How to talk to people with Alzheimer’s

Published 12:00 am Friday, February 12, 2016

PAOLI, Pa. — Expect to say “I’m sorry” a lot if you decide to try one of the trendier ways to communicate with people who have Alzheimer’s.

There was a time when caregivers tried orienting people with dementia to reality. That often feels like the natural thing to do. “No, Mom, I actually did tell you that. Like, five times.”

But at Daylesford Crossing, an assisted-living facility here, workers are more likely to just go with it if a resident has some strange ideas.

Let’s say Mom or Grandma is furiously accusing her neighbor of stealing something. Your first impulse may be to defend the neighbor, but that would just make things worse, said Kathleen Douglass, administrator and dementia specialist at Sage Senior Living, which opened Daylesford 18 months ago.

“I’m sorry that happened to you,” is a better answer, she said. Then you can show you’ve heard the emotion. “You seem really angry. I would be angry too if that happened.”

It’s time to give up thinking your truth and rationality will change the mind of someone with dementia. “She’s never going to be able to process that again,” Douglass said. “She’s in brain failure.”

Teepa Snow, originator of this “positive approach to care,” was in Daylesford last month to train about 50 staffers from Sage facilities and some family members in her principles.

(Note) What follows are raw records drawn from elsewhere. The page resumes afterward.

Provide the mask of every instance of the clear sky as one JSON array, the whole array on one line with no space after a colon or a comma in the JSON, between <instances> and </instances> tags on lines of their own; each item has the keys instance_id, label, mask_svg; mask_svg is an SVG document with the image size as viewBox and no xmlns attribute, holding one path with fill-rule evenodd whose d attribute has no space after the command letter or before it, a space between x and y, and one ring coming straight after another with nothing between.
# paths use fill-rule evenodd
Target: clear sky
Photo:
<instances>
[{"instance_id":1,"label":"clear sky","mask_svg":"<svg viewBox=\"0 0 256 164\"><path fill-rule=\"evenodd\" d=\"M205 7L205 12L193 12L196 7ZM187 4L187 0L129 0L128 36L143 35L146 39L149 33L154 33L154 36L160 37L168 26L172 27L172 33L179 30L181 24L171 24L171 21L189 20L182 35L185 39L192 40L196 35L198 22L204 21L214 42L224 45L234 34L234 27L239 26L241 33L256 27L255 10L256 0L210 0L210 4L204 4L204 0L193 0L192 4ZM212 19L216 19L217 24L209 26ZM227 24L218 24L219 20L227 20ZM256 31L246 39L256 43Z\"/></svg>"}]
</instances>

A Pittsburgh native who moved to North Carolina 45 years ago and who has a Southern accent to show for it, Snow demonstrated how brain damage from dementia affects behavior and offered hands-on tips to help caregivers fill in the gaps.

Her message: The more the person with dementia loses his brain, the more those around him have to use theirs.

Snow’s goal is to help caregivers make use of what’s still working in the brain and compensate for what isn’t. “Instead of focusing on the hole, we need to be looking at the doughnut,” she said.

Krista McKay, director of programs and services for the Alzheimer’s Association Delaware Valley chapter, said Snow is among a group of dementia experts who espouse a more person-centered philosophy — look at the person, not the disease. The approach, which the association has endorsed for years, has been slow to take off but is gaining traction.

“I would say that it’s taking root in a lot of ways, the care philosophy,” she said. “The issue at hand is whether it’s being applied.”

Older approaches, she said, make it a priority to feed residents three meals a day, dress them appropriately, and take care of their toileting needs. The new one, which requires more staff, places greater emphasis on personal relationships, reminiscence, and activities that draw out what a patient still cares about. “We have to go with that person along their journey as opposed to bringing them back,” she said.

Douglass added that the old approach relied more heavily on using medication to address problem behaviors. That’s less likely to be necessary when people’s needs are being met.

With the aid of pictures that showed how the brain atrophies during dementia, Snow, an occupational therapist, explained why these patients are often frightened or resistant.

Their hearing may be fine, but they can’t make sense of the words, so speaking more loudly only startles or annoys them.

Their visual field narrows considerably, especially when they are frightened. A 20-year-old’s peripheral vision can detect his moving fingers if he stretches his hands straight out to the side, but someone in the midstage of dementia can see only between two arms thrust straight forward. That means it’s easy for someone with dementia to think you’re sneaking up on him. If you stand right in front of him, you’re blocking his full visual field, which can feel threatening. It’s best to greet from a distance and then approach from the side.

Later in the course of the disease, the brain begins using visual messages from only one eye, throwing depth perception way off and increasing the risk of falling.

A high-energy presenter with a flair for the dramatic, Snow convincingly modeled different neurological deficits. She drew knowing looks from people in the audience who had no trouble thinking of specific residents she resembled. Most often, she was a shuffling, hunched, cantankerous woman who took offense quickly or did inappropriate things like fondling the shiny bald head of one worker and swearing prodigiously.

In one common scenario, she played a woman who pitched a fit when a worker tried to bring a new woman to her table in the cafeteria. Then Snow explained what this queen bee of the table might have been like. Before she got sick, she likely was an introvert who was always in control. Introverts, she said, are territorial.

The worker should have come to her before lunch and said, “I have a huge favor to ask of you.” She would describe how this new person needed a place to sit and needed to be with someone skillful. “What do you think?”

At that point, the queen bee likely would volunteer to accept the new resident, but, because of her memory problems, that’s not the end of it. Before the meal started, the worker would need to bring the new resident directly to the woman for the first introduction before actually showing her a chair.